Cannes 2022. Nos coups de cœur de la Sélection Officielle

Les Pires © Eric DUMONT - Les films Velvet.
Si le palmarès global n’a pas forcément été à la hauteur de nos espérances cette année, la Sélection Officielle du Festival de Cannes 2022 nous a tout de même révélé bien de belles surprises ; entre drames sociaux, films oniriques et bijoux des mises en scène.

Les Pires, EO, Joyland, Retour à Séoul, Broker… voici les 9 films de la Sélection Officielle du Festival de Cannes qui ont éveillé notre attention.

Rodeo, réalisé par Lola Quivoron – Un Certain Regard

Se créer sa propre famille, exister au milieu de codes qui nous échappent, dépasser le réel : pour son premier long-métrage la réalisatrice Lola Quivoron a su frapper fort. Rodeo vient capter attentivement l’énergie de bande qui accompagne le « Cross-bitume », une pratique illégale et risquée de la moto ou du quad en milieu urbain. Le film reste très subtil, il interroge les questions de genre, la place des femmes dans un milieu masculin, la précarité, et conserve une part d’onirisme très intime. Ce tout est le fruit d’un jeu entre un cadrage et un montage impeccables, et la puissance émotionnelle de l’ensemble des acteur·rices, et tout particulièrement Julie Ledru. L’actrice campe à merveille et sans failles le rôle de cette femme au regard perçant qui voudrait que le monde lui appartienne passionnément.

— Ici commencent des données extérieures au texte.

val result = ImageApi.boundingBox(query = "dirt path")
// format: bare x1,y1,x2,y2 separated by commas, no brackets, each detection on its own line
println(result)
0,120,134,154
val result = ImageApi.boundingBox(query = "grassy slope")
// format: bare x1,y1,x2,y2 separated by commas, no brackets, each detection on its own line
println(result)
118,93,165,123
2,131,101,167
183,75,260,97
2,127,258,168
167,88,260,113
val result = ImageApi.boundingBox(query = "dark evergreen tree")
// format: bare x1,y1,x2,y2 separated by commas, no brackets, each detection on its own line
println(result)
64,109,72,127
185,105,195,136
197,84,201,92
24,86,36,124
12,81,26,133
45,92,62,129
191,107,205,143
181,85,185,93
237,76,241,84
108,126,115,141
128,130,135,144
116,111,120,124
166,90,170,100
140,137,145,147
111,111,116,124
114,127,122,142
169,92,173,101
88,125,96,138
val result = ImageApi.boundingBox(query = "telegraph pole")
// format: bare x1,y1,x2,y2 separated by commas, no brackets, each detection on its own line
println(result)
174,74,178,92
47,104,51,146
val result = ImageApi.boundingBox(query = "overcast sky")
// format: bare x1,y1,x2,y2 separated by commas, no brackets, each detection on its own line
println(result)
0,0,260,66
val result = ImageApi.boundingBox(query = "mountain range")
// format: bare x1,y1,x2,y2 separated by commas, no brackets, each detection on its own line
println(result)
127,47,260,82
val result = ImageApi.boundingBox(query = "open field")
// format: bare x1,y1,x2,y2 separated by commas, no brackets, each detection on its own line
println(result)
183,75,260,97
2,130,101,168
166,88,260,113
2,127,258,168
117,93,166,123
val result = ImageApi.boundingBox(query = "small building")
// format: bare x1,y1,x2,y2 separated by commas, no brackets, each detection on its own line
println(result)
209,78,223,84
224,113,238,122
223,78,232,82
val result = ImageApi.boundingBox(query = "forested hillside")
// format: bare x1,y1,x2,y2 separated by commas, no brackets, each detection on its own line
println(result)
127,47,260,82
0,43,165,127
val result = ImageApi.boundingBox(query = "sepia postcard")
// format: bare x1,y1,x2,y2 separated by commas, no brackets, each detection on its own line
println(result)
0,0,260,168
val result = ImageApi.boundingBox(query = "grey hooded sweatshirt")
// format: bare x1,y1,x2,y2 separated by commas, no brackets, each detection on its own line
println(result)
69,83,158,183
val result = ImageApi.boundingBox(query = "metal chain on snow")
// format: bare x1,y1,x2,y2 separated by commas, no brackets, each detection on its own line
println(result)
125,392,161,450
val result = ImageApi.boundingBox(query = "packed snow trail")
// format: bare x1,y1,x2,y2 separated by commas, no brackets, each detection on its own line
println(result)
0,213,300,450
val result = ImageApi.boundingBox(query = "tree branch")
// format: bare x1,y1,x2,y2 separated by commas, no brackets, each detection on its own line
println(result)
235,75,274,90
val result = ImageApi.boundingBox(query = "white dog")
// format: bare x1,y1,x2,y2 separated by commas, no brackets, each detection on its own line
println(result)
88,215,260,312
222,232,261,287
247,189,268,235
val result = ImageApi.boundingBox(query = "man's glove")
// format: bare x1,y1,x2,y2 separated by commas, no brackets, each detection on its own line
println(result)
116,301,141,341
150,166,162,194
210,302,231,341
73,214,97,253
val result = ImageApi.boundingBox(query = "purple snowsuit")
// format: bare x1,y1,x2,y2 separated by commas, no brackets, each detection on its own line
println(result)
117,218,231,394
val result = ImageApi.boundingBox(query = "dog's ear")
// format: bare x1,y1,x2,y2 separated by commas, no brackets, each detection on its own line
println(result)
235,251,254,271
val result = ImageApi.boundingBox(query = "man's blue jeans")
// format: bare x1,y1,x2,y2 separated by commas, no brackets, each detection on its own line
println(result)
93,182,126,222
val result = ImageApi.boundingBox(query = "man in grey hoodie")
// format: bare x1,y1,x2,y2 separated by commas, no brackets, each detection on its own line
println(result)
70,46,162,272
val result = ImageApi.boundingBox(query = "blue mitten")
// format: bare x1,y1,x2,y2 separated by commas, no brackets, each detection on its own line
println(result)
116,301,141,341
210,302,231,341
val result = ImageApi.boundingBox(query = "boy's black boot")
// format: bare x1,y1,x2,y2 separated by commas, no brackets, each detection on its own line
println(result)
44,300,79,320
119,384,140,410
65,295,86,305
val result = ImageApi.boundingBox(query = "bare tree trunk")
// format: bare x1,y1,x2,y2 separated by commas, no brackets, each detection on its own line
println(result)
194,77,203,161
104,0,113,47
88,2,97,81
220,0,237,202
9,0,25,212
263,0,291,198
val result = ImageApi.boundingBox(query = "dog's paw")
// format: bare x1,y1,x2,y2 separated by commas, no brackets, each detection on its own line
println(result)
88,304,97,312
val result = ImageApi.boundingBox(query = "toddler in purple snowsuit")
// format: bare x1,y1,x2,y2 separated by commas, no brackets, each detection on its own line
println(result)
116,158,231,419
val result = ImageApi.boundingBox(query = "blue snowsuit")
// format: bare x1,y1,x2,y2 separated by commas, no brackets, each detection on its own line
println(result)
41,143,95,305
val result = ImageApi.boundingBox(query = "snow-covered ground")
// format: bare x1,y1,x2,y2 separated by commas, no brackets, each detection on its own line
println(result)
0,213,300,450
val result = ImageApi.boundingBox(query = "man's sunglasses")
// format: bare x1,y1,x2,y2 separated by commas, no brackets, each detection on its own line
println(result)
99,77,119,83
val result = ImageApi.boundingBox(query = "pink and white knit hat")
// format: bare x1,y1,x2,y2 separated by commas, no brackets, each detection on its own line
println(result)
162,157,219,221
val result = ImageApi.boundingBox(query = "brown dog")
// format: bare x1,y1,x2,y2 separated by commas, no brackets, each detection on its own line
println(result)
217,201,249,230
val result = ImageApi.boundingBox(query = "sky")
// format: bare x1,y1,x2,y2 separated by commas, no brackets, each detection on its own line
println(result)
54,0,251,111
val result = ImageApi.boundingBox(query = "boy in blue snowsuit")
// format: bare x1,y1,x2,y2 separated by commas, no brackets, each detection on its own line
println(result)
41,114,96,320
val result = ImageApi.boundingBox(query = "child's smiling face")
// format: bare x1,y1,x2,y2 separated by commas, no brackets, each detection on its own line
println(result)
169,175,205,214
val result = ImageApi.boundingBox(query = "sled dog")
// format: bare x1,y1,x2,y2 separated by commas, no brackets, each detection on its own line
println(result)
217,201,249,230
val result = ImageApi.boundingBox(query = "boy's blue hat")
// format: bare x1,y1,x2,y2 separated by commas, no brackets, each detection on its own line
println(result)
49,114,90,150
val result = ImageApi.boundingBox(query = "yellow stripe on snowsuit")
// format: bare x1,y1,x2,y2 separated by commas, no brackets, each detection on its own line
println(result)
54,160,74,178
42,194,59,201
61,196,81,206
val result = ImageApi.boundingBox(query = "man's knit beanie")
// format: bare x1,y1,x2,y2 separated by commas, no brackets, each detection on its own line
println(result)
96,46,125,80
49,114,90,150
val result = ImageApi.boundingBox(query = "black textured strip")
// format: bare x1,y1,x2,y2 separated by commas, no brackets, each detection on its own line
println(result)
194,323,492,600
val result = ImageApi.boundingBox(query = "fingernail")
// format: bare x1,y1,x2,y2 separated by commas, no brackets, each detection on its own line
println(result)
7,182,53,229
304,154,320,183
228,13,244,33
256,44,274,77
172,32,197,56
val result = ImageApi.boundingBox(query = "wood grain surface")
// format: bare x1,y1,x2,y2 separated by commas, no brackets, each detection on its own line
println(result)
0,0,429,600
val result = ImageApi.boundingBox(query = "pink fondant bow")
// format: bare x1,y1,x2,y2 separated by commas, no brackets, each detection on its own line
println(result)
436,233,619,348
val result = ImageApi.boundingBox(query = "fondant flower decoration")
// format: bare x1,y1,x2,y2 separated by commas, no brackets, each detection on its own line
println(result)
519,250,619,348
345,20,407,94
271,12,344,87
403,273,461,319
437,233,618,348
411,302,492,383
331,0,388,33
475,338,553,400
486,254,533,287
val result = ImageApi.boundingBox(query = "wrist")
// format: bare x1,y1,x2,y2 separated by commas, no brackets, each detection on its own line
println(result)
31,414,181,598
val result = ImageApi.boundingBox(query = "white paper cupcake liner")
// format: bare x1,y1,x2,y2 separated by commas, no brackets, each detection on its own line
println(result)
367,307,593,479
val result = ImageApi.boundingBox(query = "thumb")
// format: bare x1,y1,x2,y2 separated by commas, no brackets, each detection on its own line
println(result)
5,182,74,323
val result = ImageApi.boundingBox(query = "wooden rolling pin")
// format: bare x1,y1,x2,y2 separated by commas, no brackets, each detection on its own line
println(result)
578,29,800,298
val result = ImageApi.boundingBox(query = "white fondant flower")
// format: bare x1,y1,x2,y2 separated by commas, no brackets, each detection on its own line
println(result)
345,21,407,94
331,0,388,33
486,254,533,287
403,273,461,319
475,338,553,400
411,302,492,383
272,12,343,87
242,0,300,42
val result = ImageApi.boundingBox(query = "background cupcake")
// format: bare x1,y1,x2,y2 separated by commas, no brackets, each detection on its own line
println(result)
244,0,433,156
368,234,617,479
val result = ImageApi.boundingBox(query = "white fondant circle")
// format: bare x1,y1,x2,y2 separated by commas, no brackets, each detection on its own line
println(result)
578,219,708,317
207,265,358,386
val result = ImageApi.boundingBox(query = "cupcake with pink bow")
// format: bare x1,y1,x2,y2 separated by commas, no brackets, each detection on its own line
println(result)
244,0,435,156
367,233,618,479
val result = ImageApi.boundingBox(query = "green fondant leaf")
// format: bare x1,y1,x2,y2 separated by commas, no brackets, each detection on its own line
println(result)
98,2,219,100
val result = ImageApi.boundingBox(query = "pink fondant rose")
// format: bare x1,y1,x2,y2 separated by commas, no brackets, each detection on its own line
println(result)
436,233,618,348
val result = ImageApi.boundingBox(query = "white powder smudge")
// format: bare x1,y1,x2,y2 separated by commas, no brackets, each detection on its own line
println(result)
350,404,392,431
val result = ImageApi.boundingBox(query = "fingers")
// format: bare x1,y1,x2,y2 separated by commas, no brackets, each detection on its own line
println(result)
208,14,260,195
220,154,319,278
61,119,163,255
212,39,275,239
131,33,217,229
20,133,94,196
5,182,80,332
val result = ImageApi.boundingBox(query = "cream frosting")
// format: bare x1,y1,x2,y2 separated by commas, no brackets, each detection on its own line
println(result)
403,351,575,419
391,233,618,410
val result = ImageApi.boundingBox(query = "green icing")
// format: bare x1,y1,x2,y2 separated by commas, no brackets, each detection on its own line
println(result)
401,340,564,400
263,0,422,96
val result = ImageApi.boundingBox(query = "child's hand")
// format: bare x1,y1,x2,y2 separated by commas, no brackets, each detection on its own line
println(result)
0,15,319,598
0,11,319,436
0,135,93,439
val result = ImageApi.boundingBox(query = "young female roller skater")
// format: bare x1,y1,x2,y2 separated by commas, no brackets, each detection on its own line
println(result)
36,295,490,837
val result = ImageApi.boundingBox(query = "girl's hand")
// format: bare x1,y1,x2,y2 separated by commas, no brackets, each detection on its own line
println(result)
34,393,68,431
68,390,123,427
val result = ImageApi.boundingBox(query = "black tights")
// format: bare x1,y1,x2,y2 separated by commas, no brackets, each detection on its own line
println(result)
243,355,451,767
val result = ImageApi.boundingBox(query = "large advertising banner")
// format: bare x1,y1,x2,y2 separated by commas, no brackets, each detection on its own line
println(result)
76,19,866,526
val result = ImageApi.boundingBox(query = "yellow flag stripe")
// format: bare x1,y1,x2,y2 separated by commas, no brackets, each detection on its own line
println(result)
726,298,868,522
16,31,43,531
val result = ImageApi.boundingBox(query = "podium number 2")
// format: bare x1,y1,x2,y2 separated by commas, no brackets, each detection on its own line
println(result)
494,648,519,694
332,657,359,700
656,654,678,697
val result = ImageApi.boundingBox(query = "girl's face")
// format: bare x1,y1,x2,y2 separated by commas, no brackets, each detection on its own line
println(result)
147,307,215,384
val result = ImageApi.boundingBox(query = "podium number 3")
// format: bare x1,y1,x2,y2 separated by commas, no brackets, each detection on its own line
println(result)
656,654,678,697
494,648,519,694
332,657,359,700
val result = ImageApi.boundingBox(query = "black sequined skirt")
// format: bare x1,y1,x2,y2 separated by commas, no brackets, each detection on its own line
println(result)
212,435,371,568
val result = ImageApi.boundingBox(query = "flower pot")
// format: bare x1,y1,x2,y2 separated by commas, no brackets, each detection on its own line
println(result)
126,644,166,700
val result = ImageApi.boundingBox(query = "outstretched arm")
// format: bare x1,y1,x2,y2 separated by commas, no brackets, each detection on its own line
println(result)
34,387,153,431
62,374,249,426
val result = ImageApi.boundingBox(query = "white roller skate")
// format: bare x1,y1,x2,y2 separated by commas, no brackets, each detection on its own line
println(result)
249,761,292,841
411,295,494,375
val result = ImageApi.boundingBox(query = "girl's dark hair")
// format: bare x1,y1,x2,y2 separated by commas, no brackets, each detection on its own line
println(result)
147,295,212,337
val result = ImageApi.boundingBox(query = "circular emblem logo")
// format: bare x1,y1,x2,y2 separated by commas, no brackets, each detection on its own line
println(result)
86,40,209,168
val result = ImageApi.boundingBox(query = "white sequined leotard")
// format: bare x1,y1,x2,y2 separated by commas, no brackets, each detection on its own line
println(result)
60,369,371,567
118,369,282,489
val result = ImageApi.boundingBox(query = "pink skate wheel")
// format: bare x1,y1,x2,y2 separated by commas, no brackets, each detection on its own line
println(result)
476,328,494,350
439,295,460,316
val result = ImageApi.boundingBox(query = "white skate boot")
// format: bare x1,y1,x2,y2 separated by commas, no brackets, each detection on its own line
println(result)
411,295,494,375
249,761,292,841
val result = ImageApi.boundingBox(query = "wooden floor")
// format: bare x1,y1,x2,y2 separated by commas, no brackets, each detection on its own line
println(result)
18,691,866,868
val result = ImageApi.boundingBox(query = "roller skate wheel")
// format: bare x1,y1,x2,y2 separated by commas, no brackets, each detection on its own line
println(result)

Sortie prévue en septembre 2022

Joyland, réalisé par Saim Sadiq – Un Certain Regard

Premier film pakistanais sélectionné à Cannes, primé de la Queer Palm et Prix du jury, Joyland, a suscité un vif émoi grâce à un sujet et à des acteur·rices puissant·es. En effet, ce dernier pose un regard sur le destin de Haider, un homme marié partagé entre son carcan familial patriarcal et ses envies intimes, son désir d’être quelqu’un d’autre. Lorsqu’il trouve enfin un travail en tant que danseur dans un cabaret érotique de la ville, celui-ci, d’abord hésitant, se révèle aux côtés de Biba, une femme trans intimidante et pleine d’assurance. Le film vient mêler les histoires, la libération sexuelle et la dureté d’un système politique et moral qui laisse de fait peu de place à l’improvisation. Au-delà de l’histoire de Haider, c’est l’histoire de sa femme, Mumtaz, elle aussi rongée par une volonté vive d’indépendance, qui émeut également. Une histoire marquante de frustrations douces-amères.

Sortie annoncée prochainement

Les Amandiers, réalisé par Valeria Bruni Tedeschi – Compétition Officielle

Remettre des images sur son passage au Théâtre des Amandiers à Nanterre en tant qu’élève, tel a été le projet du film de Valeria Bruni Tedeschi. La fin des années 80, la jeunesse, l’excitation de fouler les planches du théâtre, l’énergie du groupe… Ici le film redonne vie à une foule de jeunes gens pleins d’ambitions et de désir, sous la houlette de Patrice Chéreau et Pierre Romans. L’actrice principale, Nadia Tereszkiewicz rayonne dans un rôle de jeune femme martyre, torturée, amoureuse et dévouée. Les Amandiers sonnent à la fois comme un hymne à la fougue, et un rappel d’une époque marquée par le sida, sujet toujours présent dans le film mais qui ne vient pas empiéter sur le spectre essentiel de ce dernier : ce que le théâtre, ce que cela signifie qu’exister en tant que groupe dans une école, au quotidien.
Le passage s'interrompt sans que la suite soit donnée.